J Psychiatry Neurosci 2017;42(3):150-163
Jing Jiang, MM;* You-Jin Zhao, MM;* Xin-Yu Hu, MD; Ming-Ying Du, MD; Zi-Qi Chen, MD; Min Wu, PhD; Kai-Ming Li, PhD; Hong-Yan Zhu, MD; Poornima Kumar, PhD; Qi-Yong Gong, MD, PhD
Background: Multiple meta-analyses of diffusion tensor imaging (DTI) studies have reported impaired white matter integrity in patients with major depressive disorder (MDD). However, owing to inclusion of medicated patients in these studies, it is difficult to conclude whether these reported alterations are associated with MDD or confounded by medication effects. A meta-analysis of DTI studies on medication-free (medication-naive and medication washout) patients with MDD would therefore be necessary to disentangle MDD-specific effects.
Methods: We analyzed white matter alterations between medication-free patients with MDD and healthy controls using anisotropic effect size–signed differential mapping (AES-SDM). We used DTI query software for fibre tracking.
Results: Both pooled and subgroup meta-analyses in medication washout patients showed robust fractional anisotropy (FA) reductions in white matter of the right cerebellum hemispheric lobule, body of the corpus callosum (CC) and bilateral superior longitudinal fasciculus III (SLF III), whereas FA reductions in the genu of the CC and right anterior thalamic projections were seen in only medication-naive patients.
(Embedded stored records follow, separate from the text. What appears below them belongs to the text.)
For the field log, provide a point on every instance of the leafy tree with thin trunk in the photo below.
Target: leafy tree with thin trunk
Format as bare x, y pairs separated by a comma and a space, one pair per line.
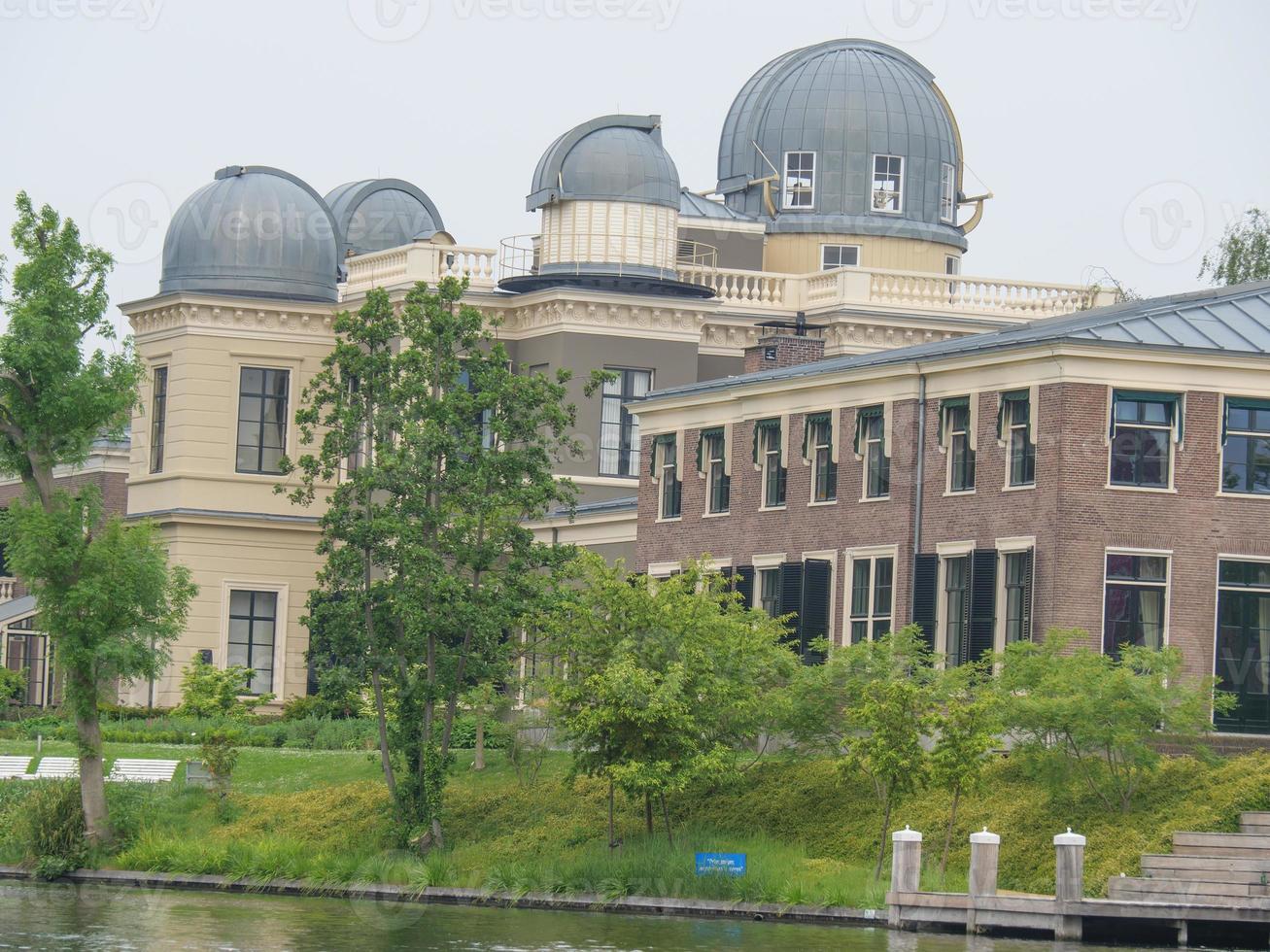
967, 725
429, 561
870, 704
669, 682
1244, 252
107, 596
1076, 711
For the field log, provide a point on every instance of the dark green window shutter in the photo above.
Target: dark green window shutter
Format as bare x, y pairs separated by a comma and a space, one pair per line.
744, 583
791, 600
1029, 560
983, 603
814, 615
926, 575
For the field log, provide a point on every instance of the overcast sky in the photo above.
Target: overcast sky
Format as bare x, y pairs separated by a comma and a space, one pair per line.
1116, 133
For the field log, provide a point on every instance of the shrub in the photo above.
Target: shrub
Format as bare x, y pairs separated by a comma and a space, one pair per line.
207, 691
49, 828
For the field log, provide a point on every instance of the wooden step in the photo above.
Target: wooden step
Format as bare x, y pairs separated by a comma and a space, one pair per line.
1254, 822
1207, 868
1237, 844
1182, 893
1143, 889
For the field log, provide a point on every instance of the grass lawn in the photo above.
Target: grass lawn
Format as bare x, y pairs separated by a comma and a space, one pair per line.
810, 834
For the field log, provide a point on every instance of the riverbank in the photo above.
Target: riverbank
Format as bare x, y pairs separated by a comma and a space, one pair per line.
322, 818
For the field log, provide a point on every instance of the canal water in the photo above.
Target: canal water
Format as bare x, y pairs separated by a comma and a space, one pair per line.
56, 917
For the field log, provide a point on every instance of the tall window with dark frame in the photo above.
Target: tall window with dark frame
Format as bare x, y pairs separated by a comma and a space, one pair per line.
157, 419
872, 446
1133, 613
1017, 586
960, 454
261, 430
619, 426
799, 181
956, 607
1246, 447
253, 633
672, 488
770, 591
1016, 421
773, 467
888, 185
872, 589
1142, 431
824, 480
718, 483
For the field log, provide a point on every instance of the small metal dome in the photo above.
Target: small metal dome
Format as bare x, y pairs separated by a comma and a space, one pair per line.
610, 158
252, 231
846, 100
376, 214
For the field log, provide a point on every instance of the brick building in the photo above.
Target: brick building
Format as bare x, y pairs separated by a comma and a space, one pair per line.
1107, 471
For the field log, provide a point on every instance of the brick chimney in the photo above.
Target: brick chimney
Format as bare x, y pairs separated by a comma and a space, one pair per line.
784, 346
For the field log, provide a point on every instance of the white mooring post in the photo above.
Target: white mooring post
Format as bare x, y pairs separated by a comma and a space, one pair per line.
906, 867
1068, 882
984, 849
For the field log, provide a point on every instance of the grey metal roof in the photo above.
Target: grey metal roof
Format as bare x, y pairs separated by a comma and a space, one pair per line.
694, 206
376, 214
611, 158
17, 609
255, 231
846, 100
602, 505
1233, 320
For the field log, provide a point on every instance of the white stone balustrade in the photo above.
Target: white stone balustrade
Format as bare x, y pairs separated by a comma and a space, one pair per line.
894, 289
422, 260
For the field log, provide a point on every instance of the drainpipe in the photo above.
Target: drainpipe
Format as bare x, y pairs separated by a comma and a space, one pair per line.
921, 460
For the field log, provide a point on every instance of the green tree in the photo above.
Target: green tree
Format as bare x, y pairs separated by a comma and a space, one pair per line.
1244, 252
1099, 716
107, 598
967, 725
429, 562
870, 704
669, 682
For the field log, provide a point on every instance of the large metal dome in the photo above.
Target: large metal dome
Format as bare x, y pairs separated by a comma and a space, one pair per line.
610, 158
846, 100
376, 214
253, 231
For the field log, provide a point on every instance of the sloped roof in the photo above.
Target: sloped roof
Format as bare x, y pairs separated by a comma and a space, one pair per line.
1233, 320
694, 206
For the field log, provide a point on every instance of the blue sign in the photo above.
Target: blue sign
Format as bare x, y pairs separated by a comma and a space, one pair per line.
728, 864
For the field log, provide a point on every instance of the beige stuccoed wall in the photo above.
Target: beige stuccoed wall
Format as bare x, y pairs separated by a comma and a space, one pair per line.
801, 254
231, 529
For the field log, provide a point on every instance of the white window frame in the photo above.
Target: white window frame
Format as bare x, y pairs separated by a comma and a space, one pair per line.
840, 247
281, 628
880, 441
787, 194
947, 193
772, 451
1167, 554
1008, 547
874, 189
870, 554
950, 434
945, 551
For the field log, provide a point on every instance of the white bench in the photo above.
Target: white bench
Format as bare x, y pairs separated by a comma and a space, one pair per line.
54, 768
13, 766
143, 770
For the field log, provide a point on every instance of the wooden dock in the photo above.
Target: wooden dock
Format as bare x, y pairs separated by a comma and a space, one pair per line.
1212, 889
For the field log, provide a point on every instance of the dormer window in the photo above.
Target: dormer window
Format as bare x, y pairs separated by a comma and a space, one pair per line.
799, 181
947, 193
888, 190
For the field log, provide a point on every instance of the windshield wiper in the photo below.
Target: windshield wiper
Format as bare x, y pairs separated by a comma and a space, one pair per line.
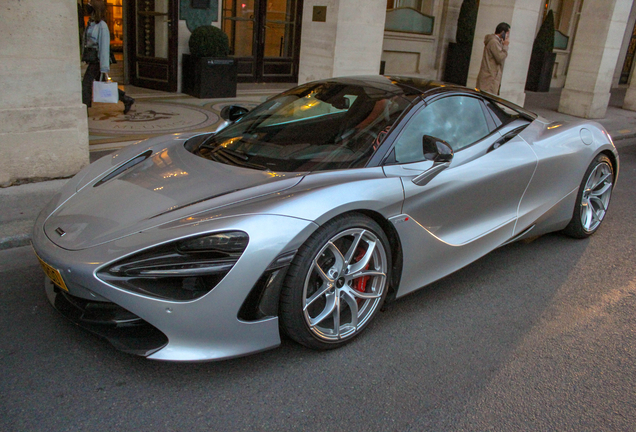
221, 149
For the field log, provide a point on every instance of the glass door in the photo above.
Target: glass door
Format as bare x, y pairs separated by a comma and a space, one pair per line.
264, 38
153, 50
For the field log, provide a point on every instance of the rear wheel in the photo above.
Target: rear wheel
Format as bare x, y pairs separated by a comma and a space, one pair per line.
336, 283
592, 199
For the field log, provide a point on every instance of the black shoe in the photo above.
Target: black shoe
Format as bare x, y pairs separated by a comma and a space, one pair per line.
128, 101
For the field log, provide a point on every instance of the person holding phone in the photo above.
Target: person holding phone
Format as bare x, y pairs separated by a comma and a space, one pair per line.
492, 62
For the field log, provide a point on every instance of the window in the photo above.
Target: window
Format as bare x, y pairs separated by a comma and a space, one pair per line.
409, 16
458, 120
501, 113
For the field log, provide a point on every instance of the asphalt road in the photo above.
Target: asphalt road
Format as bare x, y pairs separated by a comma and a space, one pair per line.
534, 336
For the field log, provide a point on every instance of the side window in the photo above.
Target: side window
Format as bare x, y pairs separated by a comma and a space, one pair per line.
458, 120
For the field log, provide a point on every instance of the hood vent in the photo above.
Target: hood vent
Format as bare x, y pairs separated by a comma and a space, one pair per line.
131, 163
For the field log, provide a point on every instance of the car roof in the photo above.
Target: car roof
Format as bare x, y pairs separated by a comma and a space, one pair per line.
417, 86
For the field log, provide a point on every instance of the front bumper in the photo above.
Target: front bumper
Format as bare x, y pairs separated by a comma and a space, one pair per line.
204, 329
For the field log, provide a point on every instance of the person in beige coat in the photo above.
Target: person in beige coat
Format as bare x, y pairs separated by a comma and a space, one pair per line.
495, 53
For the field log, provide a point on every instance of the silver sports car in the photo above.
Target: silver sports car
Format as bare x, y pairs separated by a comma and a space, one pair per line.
308, 213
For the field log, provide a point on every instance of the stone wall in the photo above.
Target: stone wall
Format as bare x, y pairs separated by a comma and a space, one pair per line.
43, 127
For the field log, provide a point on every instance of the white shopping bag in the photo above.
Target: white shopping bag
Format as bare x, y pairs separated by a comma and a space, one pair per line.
105, 91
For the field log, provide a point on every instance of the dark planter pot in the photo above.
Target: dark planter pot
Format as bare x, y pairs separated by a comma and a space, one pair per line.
540, 72
208, 77
457, 63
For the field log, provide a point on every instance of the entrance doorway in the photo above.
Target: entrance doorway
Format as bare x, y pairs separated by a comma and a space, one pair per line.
264, 38
152, 43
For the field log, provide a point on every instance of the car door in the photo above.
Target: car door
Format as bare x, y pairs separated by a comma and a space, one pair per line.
469, 208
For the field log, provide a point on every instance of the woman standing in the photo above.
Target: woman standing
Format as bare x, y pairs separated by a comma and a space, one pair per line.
97, 37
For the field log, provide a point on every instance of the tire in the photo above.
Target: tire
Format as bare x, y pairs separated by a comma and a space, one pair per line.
336, 283
592, 199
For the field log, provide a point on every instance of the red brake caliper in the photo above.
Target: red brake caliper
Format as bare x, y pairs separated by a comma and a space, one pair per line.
360, 284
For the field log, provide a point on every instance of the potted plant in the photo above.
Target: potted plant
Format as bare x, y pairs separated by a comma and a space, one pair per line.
208, 72
458, 54
542, 58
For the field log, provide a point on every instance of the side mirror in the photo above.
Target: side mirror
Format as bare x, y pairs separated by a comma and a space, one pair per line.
233, 112
436, 150
440, 153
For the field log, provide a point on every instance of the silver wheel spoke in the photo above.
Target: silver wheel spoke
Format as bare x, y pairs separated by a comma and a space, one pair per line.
363, 273
353, 306
354, 246
602, 191
323, 289
365, 296
336, 316
324, 276
587, 215
339, 265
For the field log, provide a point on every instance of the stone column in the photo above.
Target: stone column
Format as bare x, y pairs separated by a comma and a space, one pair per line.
43, 126
630, 96
348, 42
522, 15
594, 56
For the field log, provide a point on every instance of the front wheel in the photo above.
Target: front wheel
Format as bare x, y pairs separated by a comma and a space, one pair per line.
592, 199
336, 283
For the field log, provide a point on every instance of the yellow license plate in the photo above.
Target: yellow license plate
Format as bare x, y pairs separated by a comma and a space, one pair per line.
53, 274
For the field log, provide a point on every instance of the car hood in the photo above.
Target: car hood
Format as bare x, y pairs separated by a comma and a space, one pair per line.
153, 187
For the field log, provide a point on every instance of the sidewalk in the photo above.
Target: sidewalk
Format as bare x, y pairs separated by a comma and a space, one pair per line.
20, 205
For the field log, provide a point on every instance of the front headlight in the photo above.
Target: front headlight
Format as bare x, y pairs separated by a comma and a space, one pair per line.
180, 271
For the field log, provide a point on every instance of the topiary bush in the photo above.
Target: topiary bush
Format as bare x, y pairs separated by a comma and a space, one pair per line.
544, 42
209, 41
466, 22
542, 58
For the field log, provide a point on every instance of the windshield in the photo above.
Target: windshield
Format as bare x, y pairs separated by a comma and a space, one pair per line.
315, 127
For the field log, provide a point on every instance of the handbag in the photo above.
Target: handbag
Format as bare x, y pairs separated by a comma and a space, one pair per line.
105, 92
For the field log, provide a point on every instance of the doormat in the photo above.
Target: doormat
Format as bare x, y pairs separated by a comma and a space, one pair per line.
148, 118
107, 123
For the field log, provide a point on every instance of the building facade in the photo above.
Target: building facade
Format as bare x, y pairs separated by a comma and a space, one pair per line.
43, 128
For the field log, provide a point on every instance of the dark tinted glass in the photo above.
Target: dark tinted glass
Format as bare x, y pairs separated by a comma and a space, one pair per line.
458, 120
502, 114
310, 128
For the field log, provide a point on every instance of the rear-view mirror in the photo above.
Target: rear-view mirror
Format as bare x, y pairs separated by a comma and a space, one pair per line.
436, 149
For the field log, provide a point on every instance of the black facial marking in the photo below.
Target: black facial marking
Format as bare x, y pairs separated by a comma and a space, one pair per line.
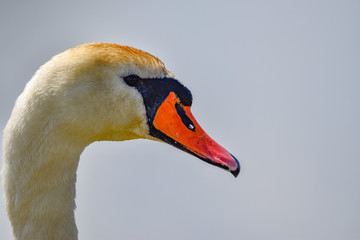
155, 90
184, 118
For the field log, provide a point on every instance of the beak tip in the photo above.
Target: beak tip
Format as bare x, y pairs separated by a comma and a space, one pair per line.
237, 170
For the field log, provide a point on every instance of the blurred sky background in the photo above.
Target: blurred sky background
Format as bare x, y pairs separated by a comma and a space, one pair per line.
277, 83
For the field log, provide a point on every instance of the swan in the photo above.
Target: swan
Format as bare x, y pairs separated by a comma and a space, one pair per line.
92, 92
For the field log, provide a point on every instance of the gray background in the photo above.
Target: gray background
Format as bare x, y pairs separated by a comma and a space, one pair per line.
275, 82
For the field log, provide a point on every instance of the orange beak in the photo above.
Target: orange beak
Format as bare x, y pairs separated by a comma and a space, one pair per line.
182, 130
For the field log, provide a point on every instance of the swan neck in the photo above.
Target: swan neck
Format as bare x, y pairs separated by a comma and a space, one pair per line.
40, 173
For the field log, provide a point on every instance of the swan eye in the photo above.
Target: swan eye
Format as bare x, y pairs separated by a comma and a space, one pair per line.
132, 80
184, 118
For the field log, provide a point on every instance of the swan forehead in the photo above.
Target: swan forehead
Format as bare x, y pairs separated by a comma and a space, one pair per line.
119, 59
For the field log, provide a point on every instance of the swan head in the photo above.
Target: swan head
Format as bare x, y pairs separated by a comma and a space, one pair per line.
100, 91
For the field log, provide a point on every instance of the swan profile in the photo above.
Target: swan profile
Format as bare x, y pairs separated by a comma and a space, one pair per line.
93, 92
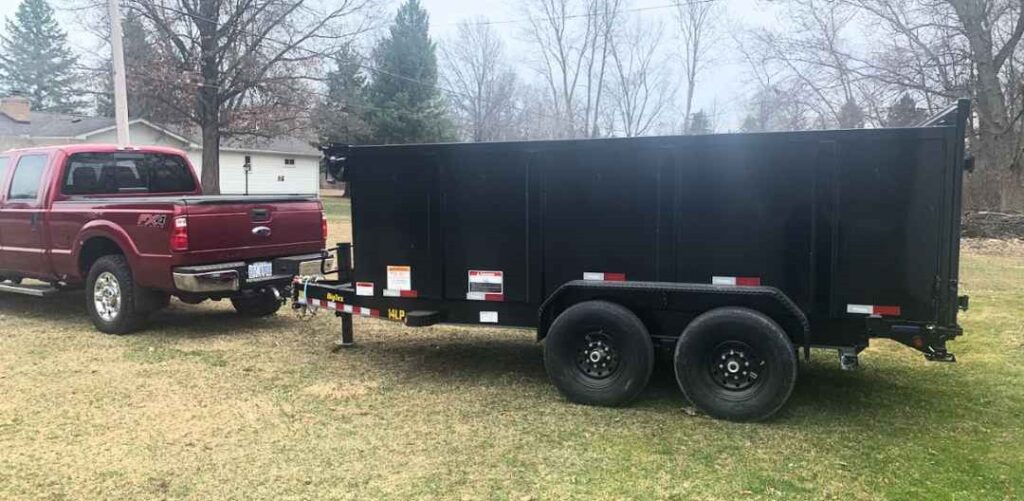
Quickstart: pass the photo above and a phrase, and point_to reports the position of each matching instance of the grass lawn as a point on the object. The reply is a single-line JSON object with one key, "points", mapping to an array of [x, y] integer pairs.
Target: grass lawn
{"points": [[205, 405]]}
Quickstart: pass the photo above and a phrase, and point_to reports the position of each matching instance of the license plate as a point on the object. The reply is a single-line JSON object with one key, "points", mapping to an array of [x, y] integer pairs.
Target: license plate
{"points": [[260, 269]]}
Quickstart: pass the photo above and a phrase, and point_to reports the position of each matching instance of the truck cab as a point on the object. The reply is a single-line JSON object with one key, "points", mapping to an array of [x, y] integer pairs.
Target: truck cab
{"points": [[132, 226]]}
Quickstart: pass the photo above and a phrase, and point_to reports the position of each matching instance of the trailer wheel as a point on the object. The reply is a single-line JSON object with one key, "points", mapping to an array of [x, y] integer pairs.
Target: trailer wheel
{"points": [[110, 296], [735, 364], [263, 303], [598, 352]]}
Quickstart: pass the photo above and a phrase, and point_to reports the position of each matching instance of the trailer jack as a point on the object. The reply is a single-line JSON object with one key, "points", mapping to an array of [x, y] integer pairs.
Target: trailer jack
{"points": [[345, 339], [848, 359]]}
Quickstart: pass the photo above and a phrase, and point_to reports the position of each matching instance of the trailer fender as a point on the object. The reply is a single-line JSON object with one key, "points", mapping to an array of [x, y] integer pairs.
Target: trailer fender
{"points": [[690, 298]]}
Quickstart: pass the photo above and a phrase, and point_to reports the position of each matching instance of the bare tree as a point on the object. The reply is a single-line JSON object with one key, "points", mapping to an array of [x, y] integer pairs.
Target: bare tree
{"points": [[573, 43], [641, 86], [246, 64], [809, 51], [698, 22], [480, 83], [934, 50]]}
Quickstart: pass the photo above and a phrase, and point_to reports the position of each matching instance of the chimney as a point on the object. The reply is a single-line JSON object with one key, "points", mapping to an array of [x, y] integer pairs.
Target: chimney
{"points": [[16, 108]]}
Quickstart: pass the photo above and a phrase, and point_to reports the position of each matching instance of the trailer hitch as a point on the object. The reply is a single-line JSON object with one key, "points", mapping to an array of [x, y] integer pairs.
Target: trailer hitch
{"points": [[939, 355]]}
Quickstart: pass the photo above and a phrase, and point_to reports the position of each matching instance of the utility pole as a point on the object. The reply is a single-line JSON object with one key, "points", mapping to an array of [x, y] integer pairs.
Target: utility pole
{"points": [[120, 84]]}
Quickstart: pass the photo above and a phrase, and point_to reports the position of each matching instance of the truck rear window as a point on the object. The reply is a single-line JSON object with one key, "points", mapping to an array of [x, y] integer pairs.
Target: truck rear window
{"points": [[112, 173]]}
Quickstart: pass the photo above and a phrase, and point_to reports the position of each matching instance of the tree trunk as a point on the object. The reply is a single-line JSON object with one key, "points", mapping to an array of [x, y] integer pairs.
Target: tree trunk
{"points": [[209, 95], [211, 158], [996, 141]]}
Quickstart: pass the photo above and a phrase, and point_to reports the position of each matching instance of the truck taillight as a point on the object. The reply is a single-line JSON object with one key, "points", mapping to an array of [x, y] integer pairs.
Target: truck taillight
{"points": [[179, 235]]}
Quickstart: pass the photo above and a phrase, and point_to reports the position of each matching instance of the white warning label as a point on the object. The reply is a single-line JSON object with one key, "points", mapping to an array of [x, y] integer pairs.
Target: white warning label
{"points": [[486, 282], [399, 278]]}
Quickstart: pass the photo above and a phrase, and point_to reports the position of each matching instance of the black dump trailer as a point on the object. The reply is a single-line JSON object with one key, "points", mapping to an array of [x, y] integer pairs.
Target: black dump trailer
{"points": [[735, 252]]}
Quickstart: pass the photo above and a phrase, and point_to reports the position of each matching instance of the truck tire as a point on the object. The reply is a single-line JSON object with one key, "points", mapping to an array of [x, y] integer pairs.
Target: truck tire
{"points": [[735, 364], [598, 353], [110, 296], [260, 304]]}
Fibre tracking showed that the main tracts with observed FA reductions included the right cerebellar tracts, body of the CC, bilateral SLF III and arcuate fascicle.
Limitations: The analytic techniques, patient characteristics and clinical variables of the included studies were heterogeneous; we could not exclude the effects of nondrug therapies owing to a lack of data.
Conclusion: By excluding the confounding influences of current medication status, findings from the present study may provide a better understanding of the underlying neuropathology of MDD.
*These authors contributed equally to this work.
Submitted Oct. 28, 2015; Revised Feb. 23, 2016; Revised Apr. 29, 2016; Revised July 7, 2016; Accepted July 12, 2016; Early-released Oct. 25, 2016
Acknowledgements: The authors thank all authors of the included studies and especially thank Dr. Joaquim Radua for his kind help and suggestions in using TBSS template of AES-SDM to combine VBA and TBSS studies in our meta-analysis. This study was supported by the National Natural Science Foundation (Grant Nos. 81000605, 81220108013 and 0040205401A59). Q. Gong also acknowledges his Visiting Professor appointment in the Department of Psychiatry at the Yale School of Medicine, Yale University, USA.
Affiliations: From the Huaxi MR Research Center (HMRRC), Department of Radiology, Psychoradiology and Psychiatry, West China Hospital and Schools of Clinical Medicine, Sichuan University, Chengdu, China (Jiang, Zhao, Hu, Du, Chen, Wu, Li, Zhu, Gong); the Laboratory of Stem Cell Biology, State Key Laboratory of Biotherapy, West China Hospital, West China Medical School, Sichuan University, Chengdu, China (Zhu); the Center for Depression, Anxiety and Stress Research, McLean Hospital, Belmont, Mass., USA (Kumar); Department of Psychiatry, Harvard Medical School, Boston, Mass., USA (Kumar); the Department of Psychiatry, Yale University School of Medicine, New Haven, Conn., USA (Gong).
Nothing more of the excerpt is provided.